Михалыч объявил внезапные поминки. Он так и не пояснил: поминки чьи? Просто, явившись к полудню вместо обычных десяти утра, грохнул пакетом об стол и принялся выгружать: две бутылки водки «Слезинка Байкала» по ноль-семь литра; какие-то пироги в целлофановых мешочках… Михалыч разворачивал мешочки, нюхал пироги, мял в руках:

– У армян купил… Посмотри, вроде, ничего?..

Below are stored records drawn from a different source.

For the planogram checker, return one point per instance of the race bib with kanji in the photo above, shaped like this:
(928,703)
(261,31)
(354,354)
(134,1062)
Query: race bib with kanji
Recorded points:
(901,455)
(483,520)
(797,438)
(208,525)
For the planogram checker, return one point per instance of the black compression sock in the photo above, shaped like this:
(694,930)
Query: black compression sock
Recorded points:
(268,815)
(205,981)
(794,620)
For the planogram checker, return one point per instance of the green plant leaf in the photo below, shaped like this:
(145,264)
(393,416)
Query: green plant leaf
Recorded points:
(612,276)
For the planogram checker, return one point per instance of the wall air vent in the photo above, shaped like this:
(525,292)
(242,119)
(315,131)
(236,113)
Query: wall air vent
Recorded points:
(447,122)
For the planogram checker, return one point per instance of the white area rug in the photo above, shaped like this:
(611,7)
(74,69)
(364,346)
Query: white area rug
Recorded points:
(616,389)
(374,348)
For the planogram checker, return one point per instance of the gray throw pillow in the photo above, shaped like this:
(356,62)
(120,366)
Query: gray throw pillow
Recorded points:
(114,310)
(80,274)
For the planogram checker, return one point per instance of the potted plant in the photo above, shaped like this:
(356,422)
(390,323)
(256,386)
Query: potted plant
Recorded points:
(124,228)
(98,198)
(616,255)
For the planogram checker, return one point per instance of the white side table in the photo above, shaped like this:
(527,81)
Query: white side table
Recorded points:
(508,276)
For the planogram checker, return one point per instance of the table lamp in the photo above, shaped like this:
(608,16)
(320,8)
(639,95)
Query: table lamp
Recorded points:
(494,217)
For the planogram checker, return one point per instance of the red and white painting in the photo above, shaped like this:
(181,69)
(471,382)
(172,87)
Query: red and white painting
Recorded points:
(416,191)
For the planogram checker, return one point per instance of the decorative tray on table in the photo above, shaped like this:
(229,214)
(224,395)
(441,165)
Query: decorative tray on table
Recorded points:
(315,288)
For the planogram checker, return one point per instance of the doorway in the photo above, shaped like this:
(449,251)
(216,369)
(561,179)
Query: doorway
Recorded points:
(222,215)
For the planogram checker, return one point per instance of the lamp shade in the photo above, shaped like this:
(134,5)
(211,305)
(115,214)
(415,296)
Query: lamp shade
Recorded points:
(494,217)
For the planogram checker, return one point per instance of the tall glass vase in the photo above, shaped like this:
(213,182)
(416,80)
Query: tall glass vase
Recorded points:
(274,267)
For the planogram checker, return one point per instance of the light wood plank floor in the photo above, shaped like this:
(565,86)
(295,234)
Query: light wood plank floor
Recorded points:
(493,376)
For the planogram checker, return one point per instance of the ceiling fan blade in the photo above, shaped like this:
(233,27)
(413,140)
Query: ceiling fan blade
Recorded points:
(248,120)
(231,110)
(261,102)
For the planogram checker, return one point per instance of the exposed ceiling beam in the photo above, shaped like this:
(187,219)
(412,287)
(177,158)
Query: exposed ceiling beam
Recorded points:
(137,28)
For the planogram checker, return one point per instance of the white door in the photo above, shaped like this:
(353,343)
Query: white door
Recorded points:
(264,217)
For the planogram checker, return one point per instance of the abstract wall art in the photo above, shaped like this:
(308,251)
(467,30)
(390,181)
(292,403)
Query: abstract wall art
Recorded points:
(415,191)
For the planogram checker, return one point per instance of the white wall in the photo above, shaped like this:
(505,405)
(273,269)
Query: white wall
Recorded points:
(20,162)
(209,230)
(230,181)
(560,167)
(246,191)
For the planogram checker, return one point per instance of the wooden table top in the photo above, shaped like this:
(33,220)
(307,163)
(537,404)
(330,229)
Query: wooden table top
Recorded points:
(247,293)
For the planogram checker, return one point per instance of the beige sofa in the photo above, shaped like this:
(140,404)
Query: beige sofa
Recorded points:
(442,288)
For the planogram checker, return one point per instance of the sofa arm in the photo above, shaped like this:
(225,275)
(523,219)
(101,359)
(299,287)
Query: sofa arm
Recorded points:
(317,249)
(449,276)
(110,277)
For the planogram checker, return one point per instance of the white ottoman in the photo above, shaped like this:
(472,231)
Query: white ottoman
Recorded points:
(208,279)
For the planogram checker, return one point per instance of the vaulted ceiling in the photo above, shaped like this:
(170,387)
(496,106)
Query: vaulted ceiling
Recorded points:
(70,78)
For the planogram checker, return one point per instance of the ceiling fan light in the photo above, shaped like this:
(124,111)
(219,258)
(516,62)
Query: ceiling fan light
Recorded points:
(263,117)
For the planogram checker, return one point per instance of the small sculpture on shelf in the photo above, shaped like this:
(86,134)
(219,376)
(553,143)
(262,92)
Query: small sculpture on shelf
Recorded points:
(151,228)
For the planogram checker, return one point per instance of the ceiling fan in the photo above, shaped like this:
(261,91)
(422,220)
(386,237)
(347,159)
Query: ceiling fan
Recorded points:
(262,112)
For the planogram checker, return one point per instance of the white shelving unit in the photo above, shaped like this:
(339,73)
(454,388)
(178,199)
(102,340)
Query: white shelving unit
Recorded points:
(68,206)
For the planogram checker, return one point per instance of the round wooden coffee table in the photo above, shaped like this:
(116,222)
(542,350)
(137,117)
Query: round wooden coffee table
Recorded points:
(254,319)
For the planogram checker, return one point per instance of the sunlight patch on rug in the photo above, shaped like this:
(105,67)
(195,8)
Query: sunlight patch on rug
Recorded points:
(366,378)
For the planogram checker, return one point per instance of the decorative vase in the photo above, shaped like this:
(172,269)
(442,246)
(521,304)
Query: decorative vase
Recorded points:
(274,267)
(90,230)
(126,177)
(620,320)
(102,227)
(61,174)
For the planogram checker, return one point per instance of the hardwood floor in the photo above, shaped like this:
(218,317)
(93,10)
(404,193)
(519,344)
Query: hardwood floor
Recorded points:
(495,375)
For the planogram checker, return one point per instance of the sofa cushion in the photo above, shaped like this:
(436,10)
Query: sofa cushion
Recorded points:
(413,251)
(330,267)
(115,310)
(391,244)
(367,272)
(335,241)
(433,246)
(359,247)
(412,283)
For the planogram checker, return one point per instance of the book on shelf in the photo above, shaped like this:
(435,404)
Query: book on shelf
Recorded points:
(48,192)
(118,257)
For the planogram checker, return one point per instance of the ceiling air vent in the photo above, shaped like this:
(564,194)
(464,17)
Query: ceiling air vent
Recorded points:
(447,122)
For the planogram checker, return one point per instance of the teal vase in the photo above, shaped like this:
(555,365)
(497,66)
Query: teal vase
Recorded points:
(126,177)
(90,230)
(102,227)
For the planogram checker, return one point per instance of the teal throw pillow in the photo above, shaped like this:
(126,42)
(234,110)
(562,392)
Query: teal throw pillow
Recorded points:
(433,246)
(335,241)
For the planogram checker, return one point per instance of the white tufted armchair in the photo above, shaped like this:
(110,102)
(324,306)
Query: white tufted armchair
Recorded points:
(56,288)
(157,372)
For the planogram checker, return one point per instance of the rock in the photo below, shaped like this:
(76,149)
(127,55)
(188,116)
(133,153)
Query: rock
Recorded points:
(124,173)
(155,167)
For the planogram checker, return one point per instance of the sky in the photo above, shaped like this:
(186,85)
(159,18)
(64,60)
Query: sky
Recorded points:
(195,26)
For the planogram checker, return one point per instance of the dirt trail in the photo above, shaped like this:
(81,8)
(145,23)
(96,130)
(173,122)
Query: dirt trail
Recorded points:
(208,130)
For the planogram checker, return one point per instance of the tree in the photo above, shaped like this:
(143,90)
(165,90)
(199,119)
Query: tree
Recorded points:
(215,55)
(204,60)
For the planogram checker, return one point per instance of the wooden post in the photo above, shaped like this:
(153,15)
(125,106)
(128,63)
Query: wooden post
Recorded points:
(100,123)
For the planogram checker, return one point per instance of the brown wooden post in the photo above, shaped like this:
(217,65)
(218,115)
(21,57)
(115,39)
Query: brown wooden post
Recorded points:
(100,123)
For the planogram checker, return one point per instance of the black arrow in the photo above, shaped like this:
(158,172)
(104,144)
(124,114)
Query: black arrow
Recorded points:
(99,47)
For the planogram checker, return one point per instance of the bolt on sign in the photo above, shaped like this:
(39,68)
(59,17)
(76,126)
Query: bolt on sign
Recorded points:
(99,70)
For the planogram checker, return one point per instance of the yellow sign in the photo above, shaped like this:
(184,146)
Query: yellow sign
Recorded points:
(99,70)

Было не вполне понятно, к кому он обращается: Татищев, нацепив узенькие очки, с крайне надменным видом читал что-то (листок ему принес китайский аспирант). Китаец, имени которого Кирилл никак не мог запомнить, в каком-то неуместном – для теплыни начала августа –

глухом свитере, мялся и жался рядом. Он не решался даже присесть. В былые времена, когда Кирилл был более желчным, он не преминул бы сформулировать что-нибудь в духе «рабская психология» – не вслух, для себя. Сейчас же удивлялся тому, с каким безразличием Татищев, то есть руководитель отдела, воспринял выставляемую водку, в которой как-то особенно пронзительно собиралось солнце и бешено крутились мгновенно исчезавшие тут же пузырьки. Было не вполне понятно, что вообще происходит, потому как о причинах выставления «поляны» Михалыч сказал крайне скупо. Как-то в духе:

– Приснился сегодня… Сказал: «Че, сука, не поминаешь?» Ну я удивился утром, вроде ни годовщины, ничего… Ну ладно, в магазин побежал, надо так надо…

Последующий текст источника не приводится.